An Alden spokesman declined to comment beyond the filing.
A New York-based hedge fund with a reputation for sweeping layoffs at its newspaper properties, Alden owns about 200 publications through an operating company known as MediaNews Group. Its larger newspapers include the Denver Post, San Jose Mercury News and the St. Paul Pioneer Press.
Alden acquired its 32% stake in Tribune Publishing in November 2019, mostly through buying former nonexecutive chairman Michael Ferro’s holdings. In total, Alden purchased 11.5 million shares of Tribune Publishing for $145.4 million.
In the Dec. 14 letter to the Tribune Publishing board, which was included in the regulatory filing, Alden said combining the two newspaper chains creates value that justified offering a premium price for Tribune Publishing’s outstanding shares.
“We believe that, as a private company, Tribune would be able to unlock significant strategic and financial value, thereby allowing us ... to make an offer to acquire all of the common stock of Tribune not already owned by Alden,” the company said.
Launched in 2007, the hedge fund turned its focus to newspapers during the Great Recession, buying stakes in companies that had declared bankruptcy such as MediaNews, Philadelphia Media Network and Journal Register.
In July, Tribune Publishing added Smith to the newspaper company’s board, while extending an ownership standstill agreement until June 2021. While the agreement ostensibly prevented a hostile takeover, it did not preclude Alden from making a tender offer to buy Tribune Publishing — with board approval.
Alden has three of seven seats on the Tribune Publishing board. It called for a special committee of independent directors to review the proposal, according to Thursday’s SEC filing.
In addition to board approval, Alden would need two-thirds of Tribune Publishing’s other shareholders to sign off on the deal, according to the filing. Much of that stake is held by two shareholders.
Los Angeles Times owner Patrick Soon-Shiong, Tribune Publishing’s second-largest shareholder with a 24% stake of the company, did not respond to a request for comment.
Mason Slaine, the third-largest shareholder with a 7.9% stake, said in an email Thursday that Alden’s $14.25 per share offer “seems low” given the company’s strong cash position.
Tribune Publishing had $90 million in cash at the end of September, according to its third-quarter financial filings.
The Evening Sun
On Thursday, Tribune Publishing announced it had closed the sale of the BestReviews ecommerce website to TV station owner Nexstar Media Group for $160 million, further bolstering its cash position.
Tribune Publishing owned 60% of BestReviews and its founder, BR Holding, held 40%. Under the terms of the deal, Tribune Publishing will receive $96 million, less transaction fees and a working capital adjustment.
The company also released updated financial guidance Thursday for 2021, projecting $675 million to $690 million in revenue, with adjusted earnings of $105 million to $113 million.

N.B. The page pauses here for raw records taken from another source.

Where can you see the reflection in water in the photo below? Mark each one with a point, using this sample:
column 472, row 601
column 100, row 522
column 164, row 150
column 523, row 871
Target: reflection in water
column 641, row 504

For 2020, Tribune Publishing expects to generate about $746 million in revenue, with adjusted earnings of about $73 million.

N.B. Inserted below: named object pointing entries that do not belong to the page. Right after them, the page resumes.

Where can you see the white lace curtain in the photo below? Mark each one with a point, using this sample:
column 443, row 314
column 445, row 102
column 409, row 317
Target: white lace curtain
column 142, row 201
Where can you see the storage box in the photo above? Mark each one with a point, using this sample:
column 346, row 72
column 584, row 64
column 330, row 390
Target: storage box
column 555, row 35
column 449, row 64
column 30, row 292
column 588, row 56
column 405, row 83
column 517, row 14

In his letter to Tribune’s board, Alden’s Smith asks Tribune’s independent directors to clarify aspects of the ownership standstill agreement reached in July before Alden would pursue further discussions with Bainum “to determine if a potential joint transaction is even possible or desirable.”

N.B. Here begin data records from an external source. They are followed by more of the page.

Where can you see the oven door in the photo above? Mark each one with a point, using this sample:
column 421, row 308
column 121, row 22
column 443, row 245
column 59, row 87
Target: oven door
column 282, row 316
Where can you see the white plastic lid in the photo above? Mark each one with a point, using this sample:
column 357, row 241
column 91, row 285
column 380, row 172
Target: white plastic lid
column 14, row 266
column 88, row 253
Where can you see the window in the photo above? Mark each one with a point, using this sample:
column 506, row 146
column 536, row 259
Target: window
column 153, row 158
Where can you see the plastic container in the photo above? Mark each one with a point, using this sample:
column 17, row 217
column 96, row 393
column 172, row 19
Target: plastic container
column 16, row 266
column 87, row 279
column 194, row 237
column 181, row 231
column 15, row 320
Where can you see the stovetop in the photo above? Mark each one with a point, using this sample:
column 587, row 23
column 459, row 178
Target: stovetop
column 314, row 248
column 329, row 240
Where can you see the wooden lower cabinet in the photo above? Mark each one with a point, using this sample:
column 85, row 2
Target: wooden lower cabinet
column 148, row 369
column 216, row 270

Smith said Alden had a brief conversation with Bainum Dec. 11. He also noted Bainum had previously been in touch with board members about his interest in some properties.
Bainum has been chairman since 1997 of Choice Hotels, founded by his late father Stewart Bainum Sr., overseeing its growth from a franchisor of 339 U.S. hotels under one brand to one of the largest hotel companies in the world with more than 6,900 properties.
He served as chairman and CEO of Manor Care from 1987 to 1998, when it merged with Health Care and Retirement Corp. A former Maryland state delegate and senator from 1979 to 1987, Bainum ran unsuccessfully for governor in the 1994 Democratic primary. He served as a delegate to the Democratic Conventions in 1984, 1992 and 2008.